Deus da Carnificina (Carnage), Roman Polanski | Crítica. A premiada peça teatral da francesa Yasmina Reza, Deus da Carnificina, que ganhou uma versão nacional no ano passado, chega aos cinemas pelas mãos do cineasta Roman Polanski e de maneira simples e rápida, mostra que uma simples reunião é capaz de mostrar a verdadeira face de pessoas civilizadas.
O casal Nancy (Kate Winslet) e Alan Cowan (Christoph Waltz) vai à casa de Penelope (Jodie Foster) e Michael Longstreet (John C. Reilly) para discutir uma briga entre os filhos que resultou na perda de dois dentes do filho do casal Longstreet. A conversa, inicialmente regida dentro das normas da educação e civilidade, aos poucos vai saindo dos trilhos, e acaba por se tornar uma grande troca de ofensas, de todos os lados.
O fato da trama se passar somente em um apartamento contribui para deixar os nervos dos personagens à flor da pele, e é dessa forma que Polanski te faz sentir numa armadilha. Você quer que aquela situação termine, mas a sua curiosidade é tão excitada que ao mesmo tempo, você não consegue piscar à troca de ofensas entre os personagens. O clima claustrofóbico resultante em tela expõe a personalidade de cada um e então temos relacionamentos descamados de maneira detalhada, uma espécie de dissecação de cada aspiração, fobia, qualidades, pensamentos políticos e principalmente a exposição da hipocrisia.

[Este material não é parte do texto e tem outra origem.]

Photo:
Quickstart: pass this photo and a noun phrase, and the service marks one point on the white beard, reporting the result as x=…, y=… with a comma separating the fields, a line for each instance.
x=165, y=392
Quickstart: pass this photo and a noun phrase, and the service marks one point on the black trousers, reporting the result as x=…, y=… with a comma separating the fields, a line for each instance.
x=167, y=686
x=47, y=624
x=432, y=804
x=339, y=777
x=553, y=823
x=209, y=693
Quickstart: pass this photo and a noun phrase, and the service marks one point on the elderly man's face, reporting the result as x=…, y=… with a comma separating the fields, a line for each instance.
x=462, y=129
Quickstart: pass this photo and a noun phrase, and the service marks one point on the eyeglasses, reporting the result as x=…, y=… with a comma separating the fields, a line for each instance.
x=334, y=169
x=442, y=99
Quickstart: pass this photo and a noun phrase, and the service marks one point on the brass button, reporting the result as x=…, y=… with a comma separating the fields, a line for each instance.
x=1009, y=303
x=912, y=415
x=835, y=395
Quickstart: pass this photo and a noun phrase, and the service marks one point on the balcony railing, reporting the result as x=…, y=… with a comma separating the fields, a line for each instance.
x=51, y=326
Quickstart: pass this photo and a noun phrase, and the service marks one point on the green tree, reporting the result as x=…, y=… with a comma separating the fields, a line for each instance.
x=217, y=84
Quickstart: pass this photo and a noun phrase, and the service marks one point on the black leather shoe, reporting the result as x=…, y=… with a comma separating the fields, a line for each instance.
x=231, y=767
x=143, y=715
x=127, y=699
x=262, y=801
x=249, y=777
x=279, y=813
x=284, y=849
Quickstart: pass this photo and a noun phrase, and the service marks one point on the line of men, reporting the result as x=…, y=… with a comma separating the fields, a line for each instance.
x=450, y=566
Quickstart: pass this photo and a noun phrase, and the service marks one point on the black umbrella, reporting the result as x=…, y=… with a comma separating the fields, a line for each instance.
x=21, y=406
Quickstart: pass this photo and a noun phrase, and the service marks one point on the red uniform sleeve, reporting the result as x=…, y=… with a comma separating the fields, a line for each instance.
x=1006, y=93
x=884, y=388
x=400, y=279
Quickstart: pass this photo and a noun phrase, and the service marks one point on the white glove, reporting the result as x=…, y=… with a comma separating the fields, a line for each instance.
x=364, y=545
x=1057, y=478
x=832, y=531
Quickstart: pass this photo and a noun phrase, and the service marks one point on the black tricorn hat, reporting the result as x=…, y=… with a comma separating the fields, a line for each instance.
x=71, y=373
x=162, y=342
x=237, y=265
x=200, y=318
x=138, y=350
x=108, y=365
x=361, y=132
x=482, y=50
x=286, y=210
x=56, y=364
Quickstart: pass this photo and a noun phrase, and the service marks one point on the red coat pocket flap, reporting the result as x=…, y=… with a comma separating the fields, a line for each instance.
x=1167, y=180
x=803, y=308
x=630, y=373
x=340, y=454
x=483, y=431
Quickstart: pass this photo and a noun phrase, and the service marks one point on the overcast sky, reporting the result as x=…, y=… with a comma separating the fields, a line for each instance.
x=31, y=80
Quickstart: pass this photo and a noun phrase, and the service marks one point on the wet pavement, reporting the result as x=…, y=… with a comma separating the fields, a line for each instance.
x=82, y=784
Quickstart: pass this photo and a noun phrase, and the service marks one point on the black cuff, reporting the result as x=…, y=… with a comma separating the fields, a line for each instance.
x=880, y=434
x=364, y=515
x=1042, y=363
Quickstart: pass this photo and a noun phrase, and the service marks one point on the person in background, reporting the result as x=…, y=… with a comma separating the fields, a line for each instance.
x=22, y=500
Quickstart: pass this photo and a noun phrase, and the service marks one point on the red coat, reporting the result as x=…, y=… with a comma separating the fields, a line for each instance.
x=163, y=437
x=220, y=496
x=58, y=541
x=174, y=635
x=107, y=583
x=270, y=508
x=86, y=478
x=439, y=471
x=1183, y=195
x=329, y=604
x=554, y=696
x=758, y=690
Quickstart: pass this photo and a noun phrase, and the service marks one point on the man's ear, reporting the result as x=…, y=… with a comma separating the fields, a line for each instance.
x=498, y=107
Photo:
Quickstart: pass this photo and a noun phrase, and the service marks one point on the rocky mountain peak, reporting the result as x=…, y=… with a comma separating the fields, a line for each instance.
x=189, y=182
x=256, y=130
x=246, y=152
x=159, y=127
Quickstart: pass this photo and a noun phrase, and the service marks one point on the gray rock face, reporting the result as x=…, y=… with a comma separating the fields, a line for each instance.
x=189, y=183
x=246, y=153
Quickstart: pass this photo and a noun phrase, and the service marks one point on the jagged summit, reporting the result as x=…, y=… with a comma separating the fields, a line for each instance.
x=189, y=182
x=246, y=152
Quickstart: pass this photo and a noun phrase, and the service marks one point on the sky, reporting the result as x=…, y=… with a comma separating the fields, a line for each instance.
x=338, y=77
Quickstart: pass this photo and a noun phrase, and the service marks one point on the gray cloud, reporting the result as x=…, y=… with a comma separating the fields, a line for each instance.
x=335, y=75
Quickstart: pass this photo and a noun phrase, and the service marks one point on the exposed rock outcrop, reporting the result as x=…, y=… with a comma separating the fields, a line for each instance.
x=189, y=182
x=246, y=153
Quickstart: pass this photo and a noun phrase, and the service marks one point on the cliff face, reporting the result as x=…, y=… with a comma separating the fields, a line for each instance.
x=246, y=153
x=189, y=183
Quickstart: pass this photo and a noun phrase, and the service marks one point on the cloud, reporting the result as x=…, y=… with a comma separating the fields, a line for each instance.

Em um certo momento a personagem de Foster diz algo que poderia resumir o filme: “Tentar fazer a coisa certa é inútil. Honestidade é só estupidez. Só o enfraquece.” No final, parecemos todos bárbaros, e a preço de quê exatamente? Talvez pela tentativa de imposição de uma postura que se mostra frágil no primeiro momento em que é criticada. Tal comportamento é muito bem interpretado por Christoph Waltz como o irônico Alan Cowan, que sempre preteriu a discussão a qualquer outro tipo de interesse externo.
Entretanto, apesar dos diálogos extremamente bem trabalhados (Reza também assina o roteiro ao lado do diretor), alguma situações expostas demonstram uma falta de estrutura narrativa, principalmente no primeiro ato do filme, afinal em diversos momentos é injustificável o casal Cowan permanecer no apartamento e as desculpas (tomar um chá, comer um bolo, tomar um expresso) demonstram bem isso. O roteiro exigia esse tipo de desafio, mas fica claro que não passam de situações forçadas para manter os quatro personagens naquele apartamento, algo extremamente artificial e contrário até à personalidade daqueles casais.

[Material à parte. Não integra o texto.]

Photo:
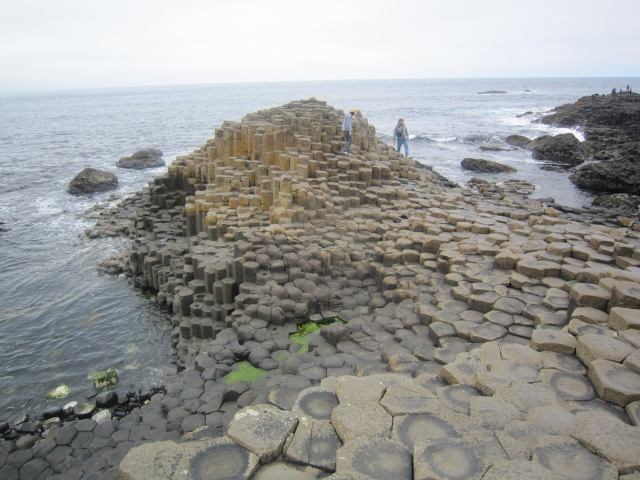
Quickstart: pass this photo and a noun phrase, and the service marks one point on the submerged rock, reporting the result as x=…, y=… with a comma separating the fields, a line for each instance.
x=91, y=180
x=486, y=166
x=564, y=148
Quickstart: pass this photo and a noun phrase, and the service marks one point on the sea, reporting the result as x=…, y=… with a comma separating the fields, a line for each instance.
x=61, y=320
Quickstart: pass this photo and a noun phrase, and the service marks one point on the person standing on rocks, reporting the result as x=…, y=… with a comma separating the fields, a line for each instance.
x=402, y=135
x=347, y=129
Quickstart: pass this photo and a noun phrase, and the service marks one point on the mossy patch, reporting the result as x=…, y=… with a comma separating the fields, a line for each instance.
x=244, y=372
x=61, y=392
x=308, y=330
x=103, y=379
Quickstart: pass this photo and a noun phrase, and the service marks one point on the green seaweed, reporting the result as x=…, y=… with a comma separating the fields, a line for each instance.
x=61, y=392
x=104, y=378
x=244, y=372
x=310, y=328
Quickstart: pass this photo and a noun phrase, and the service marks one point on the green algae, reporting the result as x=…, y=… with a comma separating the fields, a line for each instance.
x=307, y=330
x=105, y=378
x=244, y=372
x=61, y=392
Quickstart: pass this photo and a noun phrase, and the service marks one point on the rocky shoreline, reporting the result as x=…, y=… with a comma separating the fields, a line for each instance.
x=470, y=333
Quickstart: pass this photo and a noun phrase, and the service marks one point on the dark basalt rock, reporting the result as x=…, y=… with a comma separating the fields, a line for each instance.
x=518, y=141
x=611, y=124
x=485, y=166
x=148, y=158
x=564, y=148
x=621, y=202
x=91, y=180
x=621, y=176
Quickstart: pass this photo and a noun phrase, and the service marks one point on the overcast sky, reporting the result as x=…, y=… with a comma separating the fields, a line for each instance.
x=62, y=44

Talvez essas desculpas funcionem melhor num palco, mas de qualquer maneira o ponto forte do filme são as atuações que o tornam igualmente engraçado e desconfortável. Por mais que aquela discussão pareça não ser da sua conta, você é atraído para aquele pequeno espaço, podendo ser capaz de ouvir aquela carnificina verbal por horas a fio, por mais que aqui e acolá a experiência pareça uma peça filmada.
Obs.: Uma curiosidade, Polanski faz uma “ponta” no filme como o vizinho que olha pela porta para ver do que se trata a confusão que estava se armando no corredor em frente ao apartamento.